No CENVAT Credit reversal required where Service tax is not paid due to non-receipt of consideration in case the assessee pays the service tax on receipt/collection basis under rule 6(1) of the service tax rules, 1994 as per the judgement of the Hon’ble tribunal in the case of Commissioner of Service Tax vs. Krishna Communication [(2013) 34 Taxmann.com].
Facts:

The Assessee is engaged in providing taxable services in the category of Advertising services. The Assessee has availed CENVAT credit of input services on which service tax liability was paid and it was not utilised for providing output services. Assessee was unable to collect some amount from service recipient to whom he rendered services and he written off the amount as bad debts. The authorities alleged that the assessee is required to reverse the CENVAT credit of those input services which is proportionate to the consideration not received.

Held :

The Hon’ble Tribunal has held that CENVAT credit is not required to be reversed where the assessee provided taxable service but did not discharge service tax due to non-recovery of consideration and observed as under:

(i)                  The input services have been taken correctly and have been used in providing output services. The output services are liable for the payment of service tax. As per rule 6 of the service tax rules, 1994, service tax is payable when the payment towards taxable services are received. No tax is to payable on that part of the amount which is not received. There is no provision in the CENVAT credit rules, 2004 to deny the proportional credit on the inputs which were used in providing the output service on which recovery is pending.
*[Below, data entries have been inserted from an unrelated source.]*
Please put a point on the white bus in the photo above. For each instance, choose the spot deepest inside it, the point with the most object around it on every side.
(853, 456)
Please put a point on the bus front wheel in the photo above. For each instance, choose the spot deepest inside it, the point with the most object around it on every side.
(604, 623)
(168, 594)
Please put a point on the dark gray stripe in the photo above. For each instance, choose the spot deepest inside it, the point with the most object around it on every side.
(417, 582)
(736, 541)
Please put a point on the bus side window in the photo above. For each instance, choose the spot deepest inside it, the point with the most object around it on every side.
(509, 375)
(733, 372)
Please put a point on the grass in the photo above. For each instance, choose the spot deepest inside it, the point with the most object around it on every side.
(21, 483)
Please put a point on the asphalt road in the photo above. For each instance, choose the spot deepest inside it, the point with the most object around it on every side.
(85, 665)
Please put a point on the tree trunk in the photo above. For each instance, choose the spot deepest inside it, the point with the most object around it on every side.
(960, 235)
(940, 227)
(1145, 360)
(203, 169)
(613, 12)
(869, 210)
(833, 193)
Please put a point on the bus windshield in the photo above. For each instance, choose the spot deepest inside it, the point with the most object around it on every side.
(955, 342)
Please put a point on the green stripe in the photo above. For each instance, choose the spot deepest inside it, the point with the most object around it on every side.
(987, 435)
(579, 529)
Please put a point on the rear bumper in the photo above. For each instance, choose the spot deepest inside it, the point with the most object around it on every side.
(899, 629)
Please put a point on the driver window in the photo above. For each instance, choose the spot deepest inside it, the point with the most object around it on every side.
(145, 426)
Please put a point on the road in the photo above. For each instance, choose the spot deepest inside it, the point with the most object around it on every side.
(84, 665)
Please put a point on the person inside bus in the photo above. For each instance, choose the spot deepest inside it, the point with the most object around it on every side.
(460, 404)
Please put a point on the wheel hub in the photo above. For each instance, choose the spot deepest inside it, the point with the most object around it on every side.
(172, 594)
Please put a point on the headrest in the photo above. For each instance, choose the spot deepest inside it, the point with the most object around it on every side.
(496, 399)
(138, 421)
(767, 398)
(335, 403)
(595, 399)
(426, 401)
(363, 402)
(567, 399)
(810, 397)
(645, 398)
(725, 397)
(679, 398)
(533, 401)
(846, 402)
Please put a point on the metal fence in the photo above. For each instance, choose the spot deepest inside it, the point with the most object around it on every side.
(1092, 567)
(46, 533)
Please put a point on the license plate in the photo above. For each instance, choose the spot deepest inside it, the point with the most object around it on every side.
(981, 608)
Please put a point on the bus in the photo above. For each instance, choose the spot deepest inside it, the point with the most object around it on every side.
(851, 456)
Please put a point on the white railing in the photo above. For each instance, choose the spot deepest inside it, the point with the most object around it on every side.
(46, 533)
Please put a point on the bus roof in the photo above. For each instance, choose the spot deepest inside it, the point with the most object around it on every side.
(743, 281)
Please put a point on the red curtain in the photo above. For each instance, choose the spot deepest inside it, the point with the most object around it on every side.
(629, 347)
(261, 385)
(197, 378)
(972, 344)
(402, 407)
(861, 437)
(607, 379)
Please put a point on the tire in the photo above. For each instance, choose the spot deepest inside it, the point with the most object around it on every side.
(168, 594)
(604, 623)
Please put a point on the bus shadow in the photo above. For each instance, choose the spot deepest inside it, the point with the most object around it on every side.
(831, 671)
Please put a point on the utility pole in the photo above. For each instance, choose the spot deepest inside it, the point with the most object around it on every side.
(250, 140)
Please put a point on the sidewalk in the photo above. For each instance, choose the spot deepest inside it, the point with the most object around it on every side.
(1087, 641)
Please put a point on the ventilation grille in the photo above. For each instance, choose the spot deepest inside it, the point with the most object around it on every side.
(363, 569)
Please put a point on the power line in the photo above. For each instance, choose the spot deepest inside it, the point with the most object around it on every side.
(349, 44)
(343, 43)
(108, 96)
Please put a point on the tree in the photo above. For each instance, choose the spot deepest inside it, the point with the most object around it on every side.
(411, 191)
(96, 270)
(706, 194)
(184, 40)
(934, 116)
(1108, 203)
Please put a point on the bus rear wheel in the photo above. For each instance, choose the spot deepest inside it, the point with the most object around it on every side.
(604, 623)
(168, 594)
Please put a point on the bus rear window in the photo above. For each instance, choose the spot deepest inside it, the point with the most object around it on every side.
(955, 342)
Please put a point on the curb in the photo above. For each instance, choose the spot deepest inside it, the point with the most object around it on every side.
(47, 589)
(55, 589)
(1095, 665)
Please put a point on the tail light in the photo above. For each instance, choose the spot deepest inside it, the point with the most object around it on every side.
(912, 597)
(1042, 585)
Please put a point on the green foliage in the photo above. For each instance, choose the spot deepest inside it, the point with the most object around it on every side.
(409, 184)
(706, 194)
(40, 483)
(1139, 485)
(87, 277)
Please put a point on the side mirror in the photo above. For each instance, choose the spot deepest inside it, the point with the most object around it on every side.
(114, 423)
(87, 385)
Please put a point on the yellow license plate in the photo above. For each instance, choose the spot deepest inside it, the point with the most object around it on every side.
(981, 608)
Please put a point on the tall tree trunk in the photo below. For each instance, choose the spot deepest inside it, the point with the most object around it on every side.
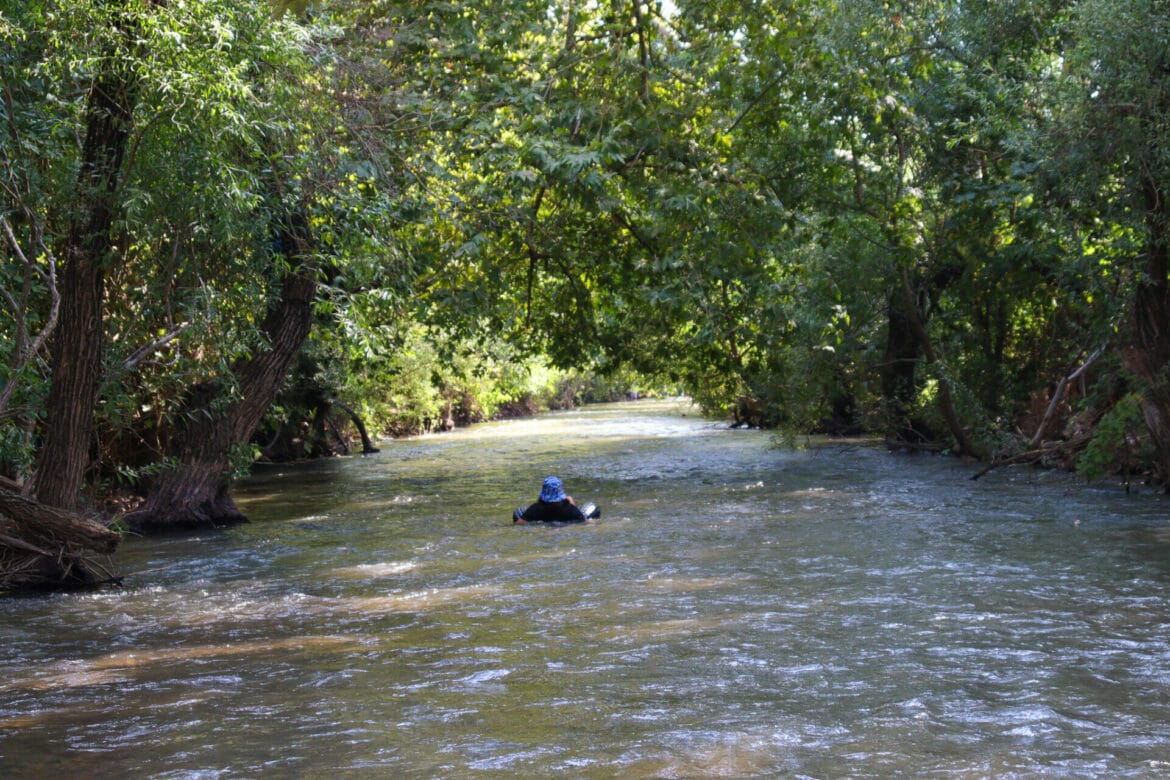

(ii)                The adjudicating authority has held that when service tax was not realised, the output service has not suffered any service tax. Hence the credit availed would fall under the category of wrongly utilised credit and Rule 14 of the CENVAT credit rules would apply.

In the regards, Hon’ble tribunal observed that the credit of input services availed is utilised in providing taxable output services. Rule 14 does not envisage recovery of credit in situations where service tax recovery was pending and later written off as bad debts.

Further it was observed that it is not possible to identify bad debt with any particular invoice on which the recovery was pending. There is no one-to-one connection in availing and utilising the credit. Hence there is no merit in the allegation that input credit has been wrongly utilised.

Thus, the Hon’ble tribunal held that proportional credit on the amount of the bad debts written off by the assessee is not liable to be reversed. Since credit availment and utilisation is not wrong hence no penalty is imposable.